How to take an Effective Class: The Learning Pyramid
- September 29, 2020
- Posted by: Teachers Time
- Category: Uncategorized
Every teacher wants their students to learn in his/her class. But very few teachers can boldly say that all the students in their class actually learn all the things they teach. How to make sure that you can take a great class where every child will learn?
Most of the teachers who have gone through any kind of training, must be familiar with the ‘Learning Pyramid’. It is widely used in various professional courses including teacher training. The learning pyramid shows us how much retention of learning is achieved through various teaching techniques.
Students learn least when teacher conducts classes by passive teaching methods such as lecture, and learn more by active teaching methods for instance, practice or teaching others.
National Training Laboratories, Bethel, Maine developed and used this diagram called ‘Learning Pyramid’ in the early 1960s which shows various approaches of teaching and the percentage of retention of learning.
Usually our teachers in Bangladesh follow the first method – lecture. It has the lowest rate of retention and the most passive teaching method. Through lecture, students can retain only 5% of the topic. Other passive methods include reading, audio visual (popularly known as ‘multimedia class’ in Bangladesh) and demonstration (also rare in Bangladeshi schools).
According to the pyramid, the last three levels – group discussion, practicing by doing and teaching others, ensure more student engagement and more learning. These three teaching methods are known as ‘Active Teaching Methods’.

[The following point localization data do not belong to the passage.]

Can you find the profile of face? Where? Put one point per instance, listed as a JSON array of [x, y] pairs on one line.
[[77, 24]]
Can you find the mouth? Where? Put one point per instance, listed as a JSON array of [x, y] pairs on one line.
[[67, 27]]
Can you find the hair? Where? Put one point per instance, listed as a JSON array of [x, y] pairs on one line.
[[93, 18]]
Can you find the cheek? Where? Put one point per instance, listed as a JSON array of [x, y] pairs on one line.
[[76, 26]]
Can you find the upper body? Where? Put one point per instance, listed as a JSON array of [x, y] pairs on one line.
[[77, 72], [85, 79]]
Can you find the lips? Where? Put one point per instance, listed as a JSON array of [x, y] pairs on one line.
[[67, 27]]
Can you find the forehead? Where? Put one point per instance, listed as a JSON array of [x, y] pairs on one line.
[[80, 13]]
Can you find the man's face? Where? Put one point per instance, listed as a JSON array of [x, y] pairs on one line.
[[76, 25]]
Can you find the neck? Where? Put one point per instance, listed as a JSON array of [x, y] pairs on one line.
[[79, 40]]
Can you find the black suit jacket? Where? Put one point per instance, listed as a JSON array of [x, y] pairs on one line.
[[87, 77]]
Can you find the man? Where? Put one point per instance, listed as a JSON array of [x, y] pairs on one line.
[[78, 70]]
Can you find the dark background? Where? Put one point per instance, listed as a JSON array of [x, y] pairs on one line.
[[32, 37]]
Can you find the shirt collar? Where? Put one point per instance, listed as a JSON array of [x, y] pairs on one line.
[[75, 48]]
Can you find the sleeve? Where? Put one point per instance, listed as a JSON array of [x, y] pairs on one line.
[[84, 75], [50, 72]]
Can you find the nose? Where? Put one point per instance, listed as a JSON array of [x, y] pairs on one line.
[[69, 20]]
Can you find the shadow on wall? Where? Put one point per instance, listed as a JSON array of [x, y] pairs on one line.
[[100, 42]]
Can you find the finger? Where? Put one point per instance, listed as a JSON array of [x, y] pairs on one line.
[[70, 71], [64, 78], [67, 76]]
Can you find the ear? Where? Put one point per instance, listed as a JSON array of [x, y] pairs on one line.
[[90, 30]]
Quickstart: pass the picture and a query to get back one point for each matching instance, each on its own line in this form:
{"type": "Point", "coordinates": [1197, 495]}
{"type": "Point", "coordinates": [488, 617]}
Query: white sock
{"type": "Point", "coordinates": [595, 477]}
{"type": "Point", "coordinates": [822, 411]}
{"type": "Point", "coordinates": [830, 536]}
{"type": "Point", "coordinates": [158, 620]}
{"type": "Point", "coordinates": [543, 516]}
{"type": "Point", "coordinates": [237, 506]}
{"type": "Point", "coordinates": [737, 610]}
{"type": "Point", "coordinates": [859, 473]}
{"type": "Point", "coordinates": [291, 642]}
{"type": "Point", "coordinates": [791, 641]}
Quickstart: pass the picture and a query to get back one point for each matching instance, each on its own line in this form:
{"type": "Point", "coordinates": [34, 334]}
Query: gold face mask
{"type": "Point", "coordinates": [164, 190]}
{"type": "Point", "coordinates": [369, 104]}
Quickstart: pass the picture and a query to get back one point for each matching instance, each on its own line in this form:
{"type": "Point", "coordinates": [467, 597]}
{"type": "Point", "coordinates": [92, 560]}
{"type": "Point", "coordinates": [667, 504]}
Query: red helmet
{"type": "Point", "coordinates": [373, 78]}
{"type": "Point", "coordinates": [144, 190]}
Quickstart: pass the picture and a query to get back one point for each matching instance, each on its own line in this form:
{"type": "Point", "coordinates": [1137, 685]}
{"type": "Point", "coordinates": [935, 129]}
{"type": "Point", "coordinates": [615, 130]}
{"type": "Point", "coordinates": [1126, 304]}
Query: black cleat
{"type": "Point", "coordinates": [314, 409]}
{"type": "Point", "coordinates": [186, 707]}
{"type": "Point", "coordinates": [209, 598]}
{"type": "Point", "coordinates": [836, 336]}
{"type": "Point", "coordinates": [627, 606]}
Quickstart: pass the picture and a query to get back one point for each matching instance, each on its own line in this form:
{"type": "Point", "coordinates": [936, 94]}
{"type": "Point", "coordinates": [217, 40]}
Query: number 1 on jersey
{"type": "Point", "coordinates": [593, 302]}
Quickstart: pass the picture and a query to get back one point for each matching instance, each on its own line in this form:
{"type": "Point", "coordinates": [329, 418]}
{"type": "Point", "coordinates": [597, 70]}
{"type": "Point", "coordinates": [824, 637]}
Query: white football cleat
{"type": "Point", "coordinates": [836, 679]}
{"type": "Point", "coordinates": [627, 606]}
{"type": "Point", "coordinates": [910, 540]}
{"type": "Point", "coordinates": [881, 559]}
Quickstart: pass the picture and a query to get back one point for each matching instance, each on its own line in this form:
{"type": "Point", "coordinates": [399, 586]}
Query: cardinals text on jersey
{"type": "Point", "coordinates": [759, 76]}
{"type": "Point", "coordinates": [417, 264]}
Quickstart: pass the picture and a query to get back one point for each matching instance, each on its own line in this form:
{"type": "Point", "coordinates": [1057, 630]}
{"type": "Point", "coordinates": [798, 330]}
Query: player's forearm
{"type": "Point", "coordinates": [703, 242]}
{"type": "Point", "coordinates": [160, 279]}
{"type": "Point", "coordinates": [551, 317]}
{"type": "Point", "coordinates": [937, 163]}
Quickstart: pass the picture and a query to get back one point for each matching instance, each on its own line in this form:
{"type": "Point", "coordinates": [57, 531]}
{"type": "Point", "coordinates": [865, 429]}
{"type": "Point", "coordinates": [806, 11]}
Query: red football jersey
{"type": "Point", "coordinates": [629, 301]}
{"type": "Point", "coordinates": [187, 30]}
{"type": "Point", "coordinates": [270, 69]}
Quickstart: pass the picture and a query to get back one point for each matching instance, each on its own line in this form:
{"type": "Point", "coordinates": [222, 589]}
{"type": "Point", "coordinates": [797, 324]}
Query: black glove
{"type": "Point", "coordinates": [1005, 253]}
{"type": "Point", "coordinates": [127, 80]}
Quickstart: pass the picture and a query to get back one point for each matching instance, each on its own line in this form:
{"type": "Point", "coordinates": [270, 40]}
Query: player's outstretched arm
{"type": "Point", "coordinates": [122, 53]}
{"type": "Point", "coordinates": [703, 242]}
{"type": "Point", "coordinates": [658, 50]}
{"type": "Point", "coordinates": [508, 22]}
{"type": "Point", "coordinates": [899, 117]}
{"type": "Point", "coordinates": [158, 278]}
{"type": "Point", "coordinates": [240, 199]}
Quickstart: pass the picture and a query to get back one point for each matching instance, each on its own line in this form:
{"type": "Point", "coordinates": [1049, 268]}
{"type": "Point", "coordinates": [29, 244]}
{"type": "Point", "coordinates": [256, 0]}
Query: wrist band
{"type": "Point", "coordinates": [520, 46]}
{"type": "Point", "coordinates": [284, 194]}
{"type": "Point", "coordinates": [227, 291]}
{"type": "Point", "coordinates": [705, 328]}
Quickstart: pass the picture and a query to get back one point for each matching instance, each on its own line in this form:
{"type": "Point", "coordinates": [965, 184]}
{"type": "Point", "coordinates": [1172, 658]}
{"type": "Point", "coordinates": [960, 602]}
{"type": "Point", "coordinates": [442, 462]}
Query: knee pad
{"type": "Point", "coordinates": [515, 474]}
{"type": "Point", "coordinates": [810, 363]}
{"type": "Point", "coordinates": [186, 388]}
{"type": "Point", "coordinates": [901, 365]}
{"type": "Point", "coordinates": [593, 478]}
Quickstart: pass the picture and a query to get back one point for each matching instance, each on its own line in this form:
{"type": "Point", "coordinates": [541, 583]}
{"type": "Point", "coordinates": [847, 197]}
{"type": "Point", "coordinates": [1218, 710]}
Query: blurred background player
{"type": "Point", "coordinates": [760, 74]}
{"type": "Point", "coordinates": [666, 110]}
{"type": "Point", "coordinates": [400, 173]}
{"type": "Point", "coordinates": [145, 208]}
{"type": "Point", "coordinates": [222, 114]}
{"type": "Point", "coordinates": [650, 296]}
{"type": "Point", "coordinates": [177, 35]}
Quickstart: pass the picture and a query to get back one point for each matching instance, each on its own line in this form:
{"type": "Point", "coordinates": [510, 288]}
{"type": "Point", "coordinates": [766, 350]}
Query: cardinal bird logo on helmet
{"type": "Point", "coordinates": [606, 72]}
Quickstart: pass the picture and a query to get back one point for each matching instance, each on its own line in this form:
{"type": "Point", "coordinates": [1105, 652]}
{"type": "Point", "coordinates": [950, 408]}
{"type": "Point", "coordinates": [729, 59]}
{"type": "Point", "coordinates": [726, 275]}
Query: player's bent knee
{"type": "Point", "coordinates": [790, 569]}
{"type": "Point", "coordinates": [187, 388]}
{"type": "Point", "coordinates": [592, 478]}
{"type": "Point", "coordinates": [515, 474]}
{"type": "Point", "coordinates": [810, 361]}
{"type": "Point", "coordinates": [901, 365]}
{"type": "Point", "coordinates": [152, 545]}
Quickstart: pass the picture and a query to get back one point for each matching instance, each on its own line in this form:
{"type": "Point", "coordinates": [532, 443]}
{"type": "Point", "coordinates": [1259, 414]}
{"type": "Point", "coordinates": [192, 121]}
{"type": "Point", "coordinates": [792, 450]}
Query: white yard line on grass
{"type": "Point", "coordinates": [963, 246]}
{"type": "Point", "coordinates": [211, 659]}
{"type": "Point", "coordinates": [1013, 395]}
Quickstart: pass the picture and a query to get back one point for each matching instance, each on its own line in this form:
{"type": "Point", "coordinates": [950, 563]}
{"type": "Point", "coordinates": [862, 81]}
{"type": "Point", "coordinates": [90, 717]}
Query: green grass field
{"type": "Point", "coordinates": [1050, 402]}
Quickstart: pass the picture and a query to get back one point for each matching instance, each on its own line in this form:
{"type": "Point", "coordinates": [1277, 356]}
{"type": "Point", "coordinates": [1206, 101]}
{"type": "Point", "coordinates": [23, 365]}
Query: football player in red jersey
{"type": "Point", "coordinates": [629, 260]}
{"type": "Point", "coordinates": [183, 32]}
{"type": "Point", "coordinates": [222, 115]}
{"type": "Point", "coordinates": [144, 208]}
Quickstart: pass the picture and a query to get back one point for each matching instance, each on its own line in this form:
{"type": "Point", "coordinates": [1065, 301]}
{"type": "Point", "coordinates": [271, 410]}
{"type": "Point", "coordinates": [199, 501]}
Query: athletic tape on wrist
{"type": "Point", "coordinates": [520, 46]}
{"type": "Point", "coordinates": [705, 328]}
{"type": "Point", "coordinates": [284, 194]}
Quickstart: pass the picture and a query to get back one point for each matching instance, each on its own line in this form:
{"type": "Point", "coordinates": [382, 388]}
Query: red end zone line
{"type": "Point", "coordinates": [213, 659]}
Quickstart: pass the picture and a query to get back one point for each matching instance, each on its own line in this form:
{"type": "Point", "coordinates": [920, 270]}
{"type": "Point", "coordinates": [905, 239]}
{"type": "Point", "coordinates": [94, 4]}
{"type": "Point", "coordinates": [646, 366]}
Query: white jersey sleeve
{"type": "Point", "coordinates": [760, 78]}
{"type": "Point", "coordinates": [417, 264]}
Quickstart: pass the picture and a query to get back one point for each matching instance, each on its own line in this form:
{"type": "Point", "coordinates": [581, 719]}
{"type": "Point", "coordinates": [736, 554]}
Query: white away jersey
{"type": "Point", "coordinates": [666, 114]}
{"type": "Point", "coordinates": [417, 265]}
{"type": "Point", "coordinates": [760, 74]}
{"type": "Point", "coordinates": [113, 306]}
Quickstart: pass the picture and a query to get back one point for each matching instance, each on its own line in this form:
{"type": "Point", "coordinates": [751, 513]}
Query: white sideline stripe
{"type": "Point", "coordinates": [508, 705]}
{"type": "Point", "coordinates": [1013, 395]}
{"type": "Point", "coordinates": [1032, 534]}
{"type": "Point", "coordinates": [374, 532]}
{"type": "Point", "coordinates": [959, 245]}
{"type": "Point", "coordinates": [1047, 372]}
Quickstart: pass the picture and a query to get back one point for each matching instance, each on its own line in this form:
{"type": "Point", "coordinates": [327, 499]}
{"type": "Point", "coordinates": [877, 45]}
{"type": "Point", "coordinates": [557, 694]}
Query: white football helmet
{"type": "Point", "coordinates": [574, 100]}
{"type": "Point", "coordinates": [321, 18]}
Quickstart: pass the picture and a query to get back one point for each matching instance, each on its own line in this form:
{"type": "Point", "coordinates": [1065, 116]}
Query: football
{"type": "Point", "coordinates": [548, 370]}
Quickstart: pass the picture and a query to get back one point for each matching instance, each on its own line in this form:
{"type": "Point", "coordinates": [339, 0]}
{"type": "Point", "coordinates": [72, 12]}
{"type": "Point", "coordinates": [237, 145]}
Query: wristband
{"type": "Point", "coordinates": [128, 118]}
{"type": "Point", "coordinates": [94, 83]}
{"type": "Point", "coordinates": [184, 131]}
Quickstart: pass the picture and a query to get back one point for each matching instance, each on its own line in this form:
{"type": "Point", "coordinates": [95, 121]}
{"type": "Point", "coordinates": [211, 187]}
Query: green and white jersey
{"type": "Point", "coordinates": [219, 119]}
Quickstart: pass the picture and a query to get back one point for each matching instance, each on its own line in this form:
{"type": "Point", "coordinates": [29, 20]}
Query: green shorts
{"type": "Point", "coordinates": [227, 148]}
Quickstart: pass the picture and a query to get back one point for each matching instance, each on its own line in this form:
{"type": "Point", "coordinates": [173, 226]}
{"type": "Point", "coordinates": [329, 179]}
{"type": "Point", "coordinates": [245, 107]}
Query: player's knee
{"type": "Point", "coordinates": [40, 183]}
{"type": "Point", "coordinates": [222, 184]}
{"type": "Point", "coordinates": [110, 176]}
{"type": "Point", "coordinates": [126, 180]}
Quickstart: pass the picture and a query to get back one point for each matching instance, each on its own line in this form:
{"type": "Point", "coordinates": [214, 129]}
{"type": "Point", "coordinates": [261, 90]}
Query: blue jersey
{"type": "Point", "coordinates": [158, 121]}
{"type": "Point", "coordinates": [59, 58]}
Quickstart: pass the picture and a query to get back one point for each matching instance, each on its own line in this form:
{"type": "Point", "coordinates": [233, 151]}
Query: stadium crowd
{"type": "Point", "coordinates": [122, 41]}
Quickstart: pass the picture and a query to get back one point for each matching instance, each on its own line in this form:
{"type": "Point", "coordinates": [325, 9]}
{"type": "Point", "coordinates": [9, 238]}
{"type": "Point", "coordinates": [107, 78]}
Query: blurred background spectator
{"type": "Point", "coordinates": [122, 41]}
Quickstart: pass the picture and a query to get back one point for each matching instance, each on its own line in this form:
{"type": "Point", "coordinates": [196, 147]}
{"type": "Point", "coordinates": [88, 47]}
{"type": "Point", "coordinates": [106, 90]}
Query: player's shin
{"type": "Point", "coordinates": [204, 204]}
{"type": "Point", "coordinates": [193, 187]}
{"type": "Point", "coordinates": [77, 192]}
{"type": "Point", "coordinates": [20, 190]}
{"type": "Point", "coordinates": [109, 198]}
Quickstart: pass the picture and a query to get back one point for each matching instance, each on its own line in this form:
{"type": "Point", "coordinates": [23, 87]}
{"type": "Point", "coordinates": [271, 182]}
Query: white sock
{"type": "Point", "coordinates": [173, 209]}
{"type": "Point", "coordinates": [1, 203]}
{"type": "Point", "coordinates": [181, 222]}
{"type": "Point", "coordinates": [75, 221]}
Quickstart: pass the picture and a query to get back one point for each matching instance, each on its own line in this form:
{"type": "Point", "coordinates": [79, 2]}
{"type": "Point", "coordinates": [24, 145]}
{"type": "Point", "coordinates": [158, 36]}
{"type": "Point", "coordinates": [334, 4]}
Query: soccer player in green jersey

Often group discussions are considered as waste of time among many teachers. But researches show that group discussion among students is one of the most engaging and effective methods to learn new topics. Teachers can divide the class into small groups and give a particular topic or theme from the book. During this period, teachers will encourage students to ask lot of questions and try to give answers within the student groups. After the group work, students can present what they learned from that topic. When they do that they will practice the last method – teaching others.
In most of the science classes, teachers can use regular items and materials to demonstrate a science project and then ask students to come up with small science projects. In Light of Hope, we provide ‘science lab in a box’ to schools where teachers and students can use all these science tool and toys to work on small science projects that are given in the curriculum.
Enroll in our Online Courses: https://www.teacherstimebd.com/auth/register
So next time, when you take a class, keep in mind this Learning Pyramid and combine multiple methods. There are different types of learners in a classroom and when you use all these different techniques all types of learners will be able to learn effectively. And as teacher you can be truly satisfied to know that you’ve conducted a successful class.